Il sistema vigente in Macedonia è però quello del "vincitore si prende tutto" e per quanto sia crudele ed irresponsbaile è profondamente radicato nella cultura socio-economica del Paese.
Vi sono alcune considerazioni che devono essere valutate attentamente anche da Bruxelles. Questi cambiamenti di personale non sarebbero così radicali se il tasso di disoccupazione nel Paese non fosse così alto. Un posto nella pubblica amministrazione è considerato uno dei pochi ancora in grado di garantire un'entrata fissa, mancando altre opportunità occupazionali. E' contemporaneamente uno dei motivi più forti che spingono all'appartenenza politica e alla fedeltà il giorno delle elezioni. La pratica di rivoluzionare ogni volta la pubblica amministrazione cambierà quando l'economia del Paese migliorerà e i posti governativi diverranno meno attraenti.
Nell'attuare questo tipo di pressioni la UE non solo va troppo in là nell'interferire con questioni interne macedoni ma richia inconsapevolmente di condizionare la vita politica nel Paese. Cosa potrebbe accadere se i partiti politici non fossero più in grado di tener fede ad una delle loro promesse principali, quella dei posti di lavoro?
Chiara anche la dinamica della reazione UE. Non riguarda la gestione in generale dell'amministrazione, ma solo quelle questioni specifiche, in questo caso il lincenziamento di una manciata di funzionari, che toccano direttamente i suoi interessi. In questo caso l'interesse del project manager che gestiva i finanziamenti olandesi, che non voleva il proprio progetto si arenasse.

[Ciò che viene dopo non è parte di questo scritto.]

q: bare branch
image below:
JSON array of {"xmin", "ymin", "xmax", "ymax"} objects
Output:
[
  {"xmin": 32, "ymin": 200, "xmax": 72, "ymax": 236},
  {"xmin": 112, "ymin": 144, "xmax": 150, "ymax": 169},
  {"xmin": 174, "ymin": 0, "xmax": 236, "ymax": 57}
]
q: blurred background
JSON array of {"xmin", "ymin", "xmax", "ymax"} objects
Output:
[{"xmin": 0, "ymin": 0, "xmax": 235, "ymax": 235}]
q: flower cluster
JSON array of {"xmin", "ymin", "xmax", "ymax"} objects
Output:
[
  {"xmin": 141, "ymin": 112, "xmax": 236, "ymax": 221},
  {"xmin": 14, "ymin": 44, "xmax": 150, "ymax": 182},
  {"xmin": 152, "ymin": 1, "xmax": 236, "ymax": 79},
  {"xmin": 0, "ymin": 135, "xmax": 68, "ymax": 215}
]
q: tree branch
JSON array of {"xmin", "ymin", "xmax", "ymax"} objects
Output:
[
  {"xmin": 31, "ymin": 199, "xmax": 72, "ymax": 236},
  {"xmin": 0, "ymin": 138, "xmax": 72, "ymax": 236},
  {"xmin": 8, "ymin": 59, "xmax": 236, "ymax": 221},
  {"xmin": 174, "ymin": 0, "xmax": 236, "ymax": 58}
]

Ma i Paesi candidati hanno lo stesso diritto di reazione quando alcuni funzionari della Direzione generale allargamento se ne vanno o ne vengono nominati di nuovi? E serve che il Paese affronti il difficile e costoso percorso democratico del cambio di governo se poi quest'ultimo non può nemmeno cambiare un funzionario della dogana?
La continuità nel programmare l'aiuto internazionale e l'assicurarsi un impatto positivo non si raggiunge certo con pressioni quali quelle applicate recentemente dall'UE.